High mobility group box-1 promotes proliferation and invasion in endometriotic stromal cells through toll-like receptor-4/nuclear factor-kappa B

Abstract

The objective of this study was to evaluate whether high mobility group box (HMGB)-1 induces cell proliferation, invasion, and mediates inflammation in ectopic human endometrial stromal cells via toll-like receptor (TLR) 4 and the nuclear factor (NF)-κB pathway. An experimental study was performed in a tertiary university hospital and laboratory, in which ten women with ovarian endometriomas participated. Ectopic endometrial tissue from the endometriomas was collected. Human endometrial stromal cells (HESCs) were treated with recombinant HMGB-1 in a dose-dependent manner. Using real-time reverse transcription polymerase chain reaction (qRT-PCR) and western blotting, cell proliferation and invasion, TLR4 mRNA and proteins, receptors for advanced glycation end products (RAGE), and vessel endothelial growth factor (VEGF) were examined. The expression of mRNA for the adhesion molecules intracellular adhesion molecule-1 (ICAM-1) and E-cadherin were measured. Inflammatory cytokines were measured from the supernatants of HESCs in accordance with rHMGB-1 treatment. During rHMGB-1 treatment, expression of the TLR4 and RAGE genes and proteins increased in HESCs. VEGF synthesis also increased under these circumstances. Gene expression of ICAM-1 was upregulated, whereas that of E-cadherin was downregulated with rHMGB-1 treatment. Inflammatory cytokine secretion increased significantly during rHMGB-1 treatment. After blocking TLR4 by siTLR4 transfection during rHMGB treatment, cell proliferation and invasion showed a marked decrease. HMGB-1 activates the NF-κB pathway via TLR4 to increase cell proliferation, invasion, and the production of various inflammatory markers.
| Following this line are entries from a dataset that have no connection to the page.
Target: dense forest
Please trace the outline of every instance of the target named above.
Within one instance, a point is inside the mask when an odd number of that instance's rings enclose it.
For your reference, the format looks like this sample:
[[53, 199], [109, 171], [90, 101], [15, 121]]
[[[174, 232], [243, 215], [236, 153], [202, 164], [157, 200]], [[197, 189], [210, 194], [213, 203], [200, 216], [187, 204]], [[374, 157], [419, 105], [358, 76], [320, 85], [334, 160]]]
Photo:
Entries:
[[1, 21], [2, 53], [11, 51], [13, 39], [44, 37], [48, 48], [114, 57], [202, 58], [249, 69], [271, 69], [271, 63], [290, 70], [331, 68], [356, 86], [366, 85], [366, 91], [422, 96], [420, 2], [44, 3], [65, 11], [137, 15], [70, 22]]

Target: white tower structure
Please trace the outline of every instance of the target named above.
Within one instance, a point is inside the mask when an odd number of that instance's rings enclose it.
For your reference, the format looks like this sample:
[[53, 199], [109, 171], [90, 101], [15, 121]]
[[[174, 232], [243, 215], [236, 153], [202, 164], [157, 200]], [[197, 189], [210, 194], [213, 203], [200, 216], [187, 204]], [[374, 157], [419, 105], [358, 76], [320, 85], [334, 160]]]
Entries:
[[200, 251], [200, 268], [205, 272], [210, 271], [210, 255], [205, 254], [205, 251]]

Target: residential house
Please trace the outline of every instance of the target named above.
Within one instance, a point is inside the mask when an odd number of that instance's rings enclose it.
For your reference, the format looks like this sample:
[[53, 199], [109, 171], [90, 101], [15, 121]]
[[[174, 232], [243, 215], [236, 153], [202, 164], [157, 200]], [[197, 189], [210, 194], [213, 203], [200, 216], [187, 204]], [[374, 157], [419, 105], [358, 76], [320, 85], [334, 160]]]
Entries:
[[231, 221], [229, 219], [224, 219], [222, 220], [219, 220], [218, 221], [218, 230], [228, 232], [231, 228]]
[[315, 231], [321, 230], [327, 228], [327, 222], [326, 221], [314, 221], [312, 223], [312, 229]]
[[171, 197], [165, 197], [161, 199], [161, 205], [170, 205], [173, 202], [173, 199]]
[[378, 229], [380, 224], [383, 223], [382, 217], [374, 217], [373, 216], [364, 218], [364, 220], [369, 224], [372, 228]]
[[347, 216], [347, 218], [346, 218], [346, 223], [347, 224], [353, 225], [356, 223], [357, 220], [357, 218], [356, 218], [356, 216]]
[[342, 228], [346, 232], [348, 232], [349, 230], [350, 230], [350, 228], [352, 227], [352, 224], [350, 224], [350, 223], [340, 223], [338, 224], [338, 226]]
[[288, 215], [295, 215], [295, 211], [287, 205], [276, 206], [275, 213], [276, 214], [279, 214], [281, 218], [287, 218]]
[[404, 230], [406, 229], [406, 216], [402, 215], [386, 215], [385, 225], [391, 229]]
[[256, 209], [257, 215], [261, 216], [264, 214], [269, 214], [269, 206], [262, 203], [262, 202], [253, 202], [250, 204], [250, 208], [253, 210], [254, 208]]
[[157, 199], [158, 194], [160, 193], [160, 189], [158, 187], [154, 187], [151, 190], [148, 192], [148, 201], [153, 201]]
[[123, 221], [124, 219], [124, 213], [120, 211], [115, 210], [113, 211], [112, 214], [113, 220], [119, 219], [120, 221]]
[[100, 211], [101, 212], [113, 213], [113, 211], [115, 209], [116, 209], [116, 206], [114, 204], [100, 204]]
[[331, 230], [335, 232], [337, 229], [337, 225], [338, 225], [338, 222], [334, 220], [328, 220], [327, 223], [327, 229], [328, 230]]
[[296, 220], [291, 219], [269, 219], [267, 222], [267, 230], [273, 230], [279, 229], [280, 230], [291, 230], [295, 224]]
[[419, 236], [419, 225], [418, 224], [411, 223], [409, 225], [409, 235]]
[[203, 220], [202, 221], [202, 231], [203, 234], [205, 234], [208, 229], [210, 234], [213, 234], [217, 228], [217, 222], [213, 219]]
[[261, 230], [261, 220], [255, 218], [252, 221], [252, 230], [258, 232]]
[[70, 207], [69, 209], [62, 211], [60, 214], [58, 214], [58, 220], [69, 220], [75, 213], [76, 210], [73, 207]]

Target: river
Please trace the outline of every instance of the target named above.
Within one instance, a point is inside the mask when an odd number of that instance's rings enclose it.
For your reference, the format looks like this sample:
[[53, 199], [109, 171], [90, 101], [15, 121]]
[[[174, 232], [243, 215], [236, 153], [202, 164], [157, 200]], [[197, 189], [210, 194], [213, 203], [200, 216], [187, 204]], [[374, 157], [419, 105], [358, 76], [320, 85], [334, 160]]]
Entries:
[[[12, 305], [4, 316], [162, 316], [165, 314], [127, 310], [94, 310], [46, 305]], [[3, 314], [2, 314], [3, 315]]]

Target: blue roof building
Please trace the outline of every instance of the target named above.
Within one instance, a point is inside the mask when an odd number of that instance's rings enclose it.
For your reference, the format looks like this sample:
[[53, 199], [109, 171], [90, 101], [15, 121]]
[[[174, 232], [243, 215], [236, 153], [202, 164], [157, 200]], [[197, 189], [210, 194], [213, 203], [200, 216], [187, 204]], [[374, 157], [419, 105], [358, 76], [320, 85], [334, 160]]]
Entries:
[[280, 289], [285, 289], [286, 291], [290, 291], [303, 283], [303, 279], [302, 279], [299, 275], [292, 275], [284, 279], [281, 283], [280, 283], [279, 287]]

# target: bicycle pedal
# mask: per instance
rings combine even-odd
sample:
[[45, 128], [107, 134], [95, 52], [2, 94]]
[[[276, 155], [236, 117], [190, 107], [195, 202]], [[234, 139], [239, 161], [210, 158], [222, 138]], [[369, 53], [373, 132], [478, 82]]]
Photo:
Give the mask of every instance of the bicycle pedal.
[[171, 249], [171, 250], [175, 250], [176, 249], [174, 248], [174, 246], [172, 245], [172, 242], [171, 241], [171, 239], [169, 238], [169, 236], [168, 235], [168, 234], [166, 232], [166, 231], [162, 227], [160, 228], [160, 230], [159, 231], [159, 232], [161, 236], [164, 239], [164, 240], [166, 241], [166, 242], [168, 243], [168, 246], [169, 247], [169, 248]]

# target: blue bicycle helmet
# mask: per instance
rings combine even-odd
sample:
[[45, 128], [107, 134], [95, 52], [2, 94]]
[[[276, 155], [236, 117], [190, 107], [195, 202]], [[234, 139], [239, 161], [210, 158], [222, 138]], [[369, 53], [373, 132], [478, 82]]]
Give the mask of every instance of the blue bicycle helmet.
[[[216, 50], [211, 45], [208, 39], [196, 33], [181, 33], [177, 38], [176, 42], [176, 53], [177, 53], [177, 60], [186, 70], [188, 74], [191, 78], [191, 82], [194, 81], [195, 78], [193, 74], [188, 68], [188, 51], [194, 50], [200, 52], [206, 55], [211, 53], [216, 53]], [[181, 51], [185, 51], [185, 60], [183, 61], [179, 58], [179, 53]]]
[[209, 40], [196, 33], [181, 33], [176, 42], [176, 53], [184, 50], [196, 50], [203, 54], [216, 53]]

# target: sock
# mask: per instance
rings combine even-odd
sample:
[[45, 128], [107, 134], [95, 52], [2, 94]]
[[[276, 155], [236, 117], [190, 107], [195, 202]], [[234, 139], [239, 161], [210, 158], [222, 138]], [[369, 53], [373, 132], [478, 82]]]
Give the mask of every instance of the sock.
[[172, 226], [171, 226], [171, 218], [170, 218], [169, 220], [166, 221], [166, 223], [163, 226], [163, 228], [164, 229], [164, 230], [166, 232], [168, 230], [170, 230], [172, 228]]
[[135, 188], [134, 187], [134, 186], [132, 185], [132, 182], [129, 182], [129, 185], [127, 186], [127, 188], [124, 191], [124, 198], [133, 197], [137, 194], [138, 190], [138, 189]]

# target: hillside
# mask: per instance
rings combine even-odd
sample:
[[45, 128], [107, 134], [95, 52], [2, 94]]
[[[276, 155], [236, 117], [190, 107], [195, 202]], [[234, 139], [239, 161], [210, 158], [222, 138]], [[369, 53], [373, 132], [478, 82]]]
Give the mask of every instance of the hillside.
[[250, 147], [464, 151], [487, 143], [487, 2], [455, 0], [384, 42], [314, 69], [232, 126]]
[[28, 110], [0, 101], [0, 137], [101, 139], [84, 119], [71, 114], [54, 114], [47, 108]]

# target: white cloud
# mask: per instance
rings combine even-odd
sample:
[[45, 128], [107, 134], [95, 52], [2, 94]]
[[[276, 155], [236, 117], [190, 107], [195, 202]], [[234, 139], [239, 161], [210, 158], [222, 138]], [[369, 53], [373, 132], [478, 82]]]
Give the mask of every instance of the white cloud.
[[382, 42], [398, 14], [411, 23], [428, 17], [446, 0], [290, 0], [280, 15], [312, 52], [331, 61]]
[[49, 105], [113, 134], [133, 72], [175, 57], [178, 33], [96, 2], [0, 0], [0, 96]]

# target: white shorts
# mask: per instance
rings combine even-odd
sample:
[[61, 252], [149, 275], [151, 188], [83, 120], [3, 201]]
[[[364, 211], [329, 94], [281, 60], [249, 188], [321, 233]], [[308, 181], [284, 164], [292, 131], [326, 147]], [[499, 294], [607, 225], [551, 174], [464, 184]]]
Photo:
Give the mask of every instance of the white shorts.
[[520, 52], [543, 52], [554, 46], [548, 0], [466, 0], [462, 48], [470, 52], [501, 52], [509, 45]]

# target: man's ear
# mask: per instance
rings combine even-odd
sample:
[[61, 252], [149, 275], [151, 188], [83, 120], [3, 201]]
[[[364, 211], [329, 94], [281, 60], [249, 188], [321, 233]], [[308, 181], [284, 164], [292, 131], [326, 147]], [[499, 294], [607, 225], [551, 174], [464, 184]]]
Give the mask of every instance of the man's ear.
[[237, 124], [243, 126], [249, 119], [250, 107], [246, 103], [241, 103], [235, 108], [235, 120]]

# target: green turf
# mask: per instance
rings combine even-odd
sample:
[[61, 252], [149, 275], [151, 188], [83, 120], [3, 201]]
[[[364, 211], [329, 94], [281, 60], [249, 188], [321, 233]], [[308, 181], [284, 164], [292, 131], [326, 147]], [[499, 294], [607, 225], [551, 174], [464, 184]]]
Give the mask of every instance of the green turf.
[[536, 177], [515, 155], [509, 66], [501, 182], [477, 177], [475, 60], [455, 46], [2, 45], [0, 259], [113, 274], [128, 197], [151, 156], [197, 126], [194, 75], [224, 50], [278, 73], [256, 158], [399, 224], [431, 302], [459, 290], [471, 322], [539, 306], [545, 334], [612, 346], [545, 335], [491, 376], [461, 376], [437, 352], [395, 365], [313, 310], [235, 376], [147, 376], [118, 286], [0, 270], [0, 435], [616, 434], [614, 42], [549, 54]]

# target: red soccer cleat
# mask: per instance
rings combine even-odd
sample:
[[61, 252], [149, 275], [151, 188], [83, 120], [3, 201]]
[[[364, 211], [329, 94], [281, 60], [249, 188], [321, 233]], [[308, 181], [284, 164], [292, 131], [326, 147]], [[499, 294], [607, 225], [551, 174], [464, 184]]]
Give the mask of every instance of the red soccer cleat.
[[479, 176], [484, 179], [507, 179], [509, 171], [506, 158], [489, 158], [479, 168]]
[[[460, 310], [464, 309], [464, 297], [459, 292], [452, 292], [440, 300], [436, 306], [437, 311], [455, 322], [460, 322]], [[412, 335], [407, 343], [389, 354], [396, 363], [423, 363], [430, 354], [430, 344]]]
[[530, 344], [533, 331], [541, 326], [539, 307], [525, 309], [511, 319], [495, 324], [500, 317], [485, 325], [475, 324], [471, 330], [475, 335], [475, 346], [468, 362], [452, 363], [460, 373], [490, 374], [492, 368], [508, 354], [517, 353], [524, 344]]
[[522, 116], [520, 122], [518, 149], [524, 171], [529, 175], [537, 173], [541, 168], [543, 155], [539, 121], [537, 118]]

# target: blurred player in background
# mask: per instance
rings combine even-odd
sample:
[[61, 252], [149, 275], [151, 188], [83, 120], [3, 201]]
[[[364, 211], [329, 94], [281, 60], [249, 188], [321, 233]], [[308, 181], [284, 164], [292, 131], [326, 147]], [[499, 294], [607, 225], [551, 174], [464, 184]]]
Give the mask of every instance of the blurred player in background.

본 연구는 인간 이소성 자궁내막기질세포에서 high mobility group box(HMGB)-1이 세포 증식 및 침윤 증가, 염증성 변화를 toll-like receptor(TLR)-nuclear factor(NF)-kB 경로를 통해 매개하는지 확인하고자 하였다. 3차 대학병원과 연구실에서 실험연구로 진행하였고, 10명의 난소 자궁내막종 환자가 참여하였다. 이소성 자궁내막세포를 자궁내막종 조직에서 채취하였고, 이를 이용한 원발성 세포 배양으로 세포를 얻었다. 인간 자궁내막기질세포(HESCs)는 recombinant HMGB-1으로 농도를 다르게 처리하였고, 이에 따른 세포 증식과 침윤, TLR4, receptor for advanced glycation end products (RAGE), vessel endothelial growth factor (VEGF) 의 mRNA와 단백질 발현을 정량하였다. 또한 adhesion molecules-intracellular adhesion molecule-1 (ICAM-1)과 E-cadherin의 mRNA 발현과, 세포배양 부유액에서 염증성 사이토카인을 ELISA로 측정하였다. rHMGB-1의 처리에 따라, 이소성 HESCs에서 TLR4와 RAGE의 발현은 증가하였고, VEGF의 합성도 증가하였다.rHMGB-1의 처리 농도 증가에 따라 ICAM-1의 유전자 발현은 상승하였고, E-Cadherin의 발현은 감소하였다. 염증성 사이토카인의 분비 또한 rHMGB-1의 농도 증가에 따라 유의하게 증가하였다. TLR4를 siTLR4 transfection을 통해 차단하였을 때, HESCs 세포 증식과 침윤은 rHMGB-1을 처리함에 따라 유의한 감소를 보였다. 본 결과들을 종합할 때, HMGB-1은 TLR4를 통해 NF-kB 경로를 활성화해 자궁내막기질세포의 증식과 침윤 및 염증성 변화를 유발하여 자궁내막증의 발생에 기여하는 것으로 생각해볼 수 있다.